Mendelian Randomization relies on three key assumptions. First, the genotype is associated with the intermediate phenotype (here, carotenoid levels). Second, there is no unmeasured common cause of genotype and the outcome (here, breast cancer). Third, every directed pathway from genotype to the outcome passes through the intermediate phenotype (23). The utility of the Mendelian Randomization approach also depends on the strength of the association between the exposure of causal interest and disease risk (14). The strongest association observed in the recent pooled analysis was between circulating β-carotene and risk of ER− breast cancer (OR (95% CI) comparing extreme quintiles = 0.51 (0.35–0.75)) (2). Given this association and the relatively strong association between the β-carotene-weighted multi-SNP score and plasma β-carotene in the NHS, our strongest expected OR was 0.83 for ER− breast cancer comparing extreme β-carotene-weighted multi-SNP score quintiles. Based on calculations provided by Schlesselman (24), 355 ER− cases in the extreme β-carotene-weighted multi-SNP score quintiles, and a 8.6:1 control:case ratio, we had 37% power to detect an OR of 0.83, assuming a causal relation exists between circulating β-carotene and ER− breast cancer risk. To obtain 80% power, we would have needed 1,039 ER− cases and 8,909 controls in the extreme β-carotene-weighted multi-SNP score quintiles. The expected OR for overall breast cancer was 0.94 comparing extreme β-carotene-weighted multi-SNP score quintiles. With 2,811 cases in the extreme β-carotene-weighted multi-SNP score quintiles, and a 1.1:1 control:case ratio, we had 22% power to detect an OR of 0.94, assuming a causal relation exists between circulating β-carotene and breast cancer risk. To obtain 80% power, we would have needed 16,022 cases and 17,350 controls in the extreme β-carotene-weighted multi-SNP score quintiles. Future studies will thus require large sample sizes and/or utilize a genetic surrogate more strongly associated with circulating carotenoids.

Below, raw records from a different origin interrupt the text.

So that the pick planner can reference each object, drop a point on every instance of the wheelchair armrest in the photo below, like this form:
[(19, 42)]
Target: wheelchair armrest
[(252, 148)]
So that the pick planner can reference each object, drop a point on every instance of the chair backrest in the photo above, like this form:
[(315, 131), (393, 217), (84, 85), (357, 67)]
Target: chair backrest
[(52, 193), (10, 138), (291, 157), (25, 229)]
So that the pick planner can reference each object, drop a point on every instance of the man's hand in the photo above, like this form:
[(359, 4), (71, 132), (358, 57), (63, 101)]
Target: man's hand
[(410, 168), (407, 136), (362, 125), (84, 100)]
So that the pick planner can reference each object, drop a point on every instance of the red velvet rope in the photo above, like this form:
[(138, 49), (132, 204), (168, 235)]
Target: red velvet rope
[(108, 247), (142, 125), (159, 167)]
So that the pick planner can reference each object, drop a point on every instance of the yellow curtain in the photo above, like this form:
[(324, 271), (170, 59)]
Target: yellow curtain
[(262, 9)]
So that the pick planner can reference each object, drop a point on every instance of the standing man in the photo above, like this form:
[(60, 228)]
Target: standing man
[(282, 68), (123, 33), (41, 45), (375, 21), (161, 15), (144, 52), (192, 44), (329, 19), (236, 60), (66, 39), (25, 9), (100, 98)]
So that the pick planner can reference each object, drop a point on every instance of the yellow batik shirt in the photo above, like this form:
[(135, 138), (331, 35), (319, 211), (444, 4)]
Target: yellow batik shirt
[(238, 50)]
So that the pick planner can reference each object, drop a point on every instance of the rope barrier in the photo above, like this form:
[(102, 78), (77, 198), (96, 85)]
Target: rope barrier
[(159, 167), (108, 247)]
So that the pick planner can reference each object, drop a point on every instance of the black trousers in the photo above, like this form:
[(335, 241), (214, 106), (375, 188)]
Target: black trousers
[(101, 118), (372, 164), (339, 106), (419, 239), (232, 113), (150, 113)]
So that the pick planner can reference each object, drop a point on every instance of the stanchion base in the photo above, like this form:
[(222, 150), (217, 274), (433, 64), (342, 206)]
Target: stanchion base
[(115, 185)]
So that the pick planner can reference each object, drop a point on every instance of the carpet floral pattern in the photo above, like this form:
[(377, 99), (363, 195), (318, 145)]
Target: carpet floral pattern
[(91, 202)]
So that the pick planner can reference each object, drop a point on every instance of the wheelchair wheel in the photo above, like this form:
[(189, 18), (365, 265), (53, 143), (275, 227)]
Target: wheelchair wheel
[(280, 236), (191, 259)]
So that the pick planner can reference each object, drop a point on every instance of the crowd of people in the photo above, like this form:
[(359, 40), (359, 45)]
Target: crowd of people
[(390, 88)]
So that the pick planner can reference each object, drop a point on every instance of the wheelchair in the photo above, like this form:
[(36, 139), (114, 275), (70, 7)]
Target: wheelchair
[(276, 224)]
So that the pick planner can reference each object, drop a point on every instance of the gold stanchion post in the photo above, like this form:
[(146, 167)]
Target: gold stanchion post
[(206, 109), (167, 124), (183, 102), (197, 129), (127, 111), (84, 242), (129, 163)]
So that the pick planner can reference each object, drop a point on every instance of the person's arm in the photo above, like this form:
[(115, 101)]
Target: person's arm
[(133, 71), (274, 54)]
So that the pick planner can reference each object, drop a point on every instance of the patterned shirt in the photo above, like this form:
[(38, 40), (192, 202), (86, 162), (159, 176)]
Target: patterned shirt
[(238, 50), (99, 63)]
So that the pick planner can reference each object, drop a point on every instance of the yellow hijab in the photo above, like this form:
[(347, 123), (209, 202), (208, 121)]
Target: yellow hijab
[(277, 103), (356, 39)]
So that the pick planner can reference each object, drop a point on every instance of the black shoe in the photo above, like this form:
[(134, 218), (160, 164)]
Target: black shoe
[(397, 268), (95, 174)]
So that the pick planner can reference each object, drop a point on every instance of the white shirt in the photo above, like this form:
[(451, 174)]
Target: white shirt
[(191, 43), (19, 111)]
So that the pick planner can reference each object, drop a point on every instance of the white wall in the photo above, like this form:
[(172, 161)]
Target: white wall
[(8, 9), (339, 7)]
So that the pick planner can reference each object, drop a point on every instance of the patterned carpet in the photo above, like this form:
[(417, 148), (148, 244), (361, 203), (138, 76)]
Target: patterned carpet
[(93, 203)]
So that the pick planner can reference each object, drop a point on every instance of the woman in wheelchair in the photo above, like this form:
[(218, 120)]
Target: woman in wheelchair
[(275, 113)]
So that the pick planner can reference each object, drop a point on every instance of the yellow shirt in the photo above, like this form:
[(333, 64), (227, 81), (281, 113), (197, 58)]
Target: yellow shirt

We observed significant interactions between specific weighted multi-SNP scores and both alcohol intake and pack-years of smoking, but pleiotropy, common co-occurrence of alcohol intake and smoking, and multiple comparisons render interpretations speculative. Retinoic acid inhibits proliferation in ER+ breast cancer cell lines (25), and chronic alcohol intake decreases hepatic retinoids and increases hepatic expression of BCMO1 in rats (26). Thus, associations between the α-carotene and retinol-weighted multi-SNP scores (which were inversely correlated with each other) and ER+ breast cancer risk in women consuming ≥ 1 drink/day may be due to higher retinol requirements in these women instead of an adverse effect of α-carotene. We hypothesized carotenoids would protect more strongly against breast cancer risk in smokers due to their increased exposure to oxidative stress. As we conducted many tests, observed interactions may be chance findings and thus require confirmation.

In summary, this study does not provide evidence that genetic variants predicting circulating carotenoids are associated with breast cancer. Because a large-scale randomized trial of β-carotene for reduction of breast cancer risk is unlikely to occur given the outcome of previous β-carotene supplementation trials in relation to lung cancer (27,28), genetic studies may be the best option by which to further study causality in the associations between carotenoids and breast cancer. Future studies should therefore attempt to identify additional genetic surrogates for carotenoid exposure (29).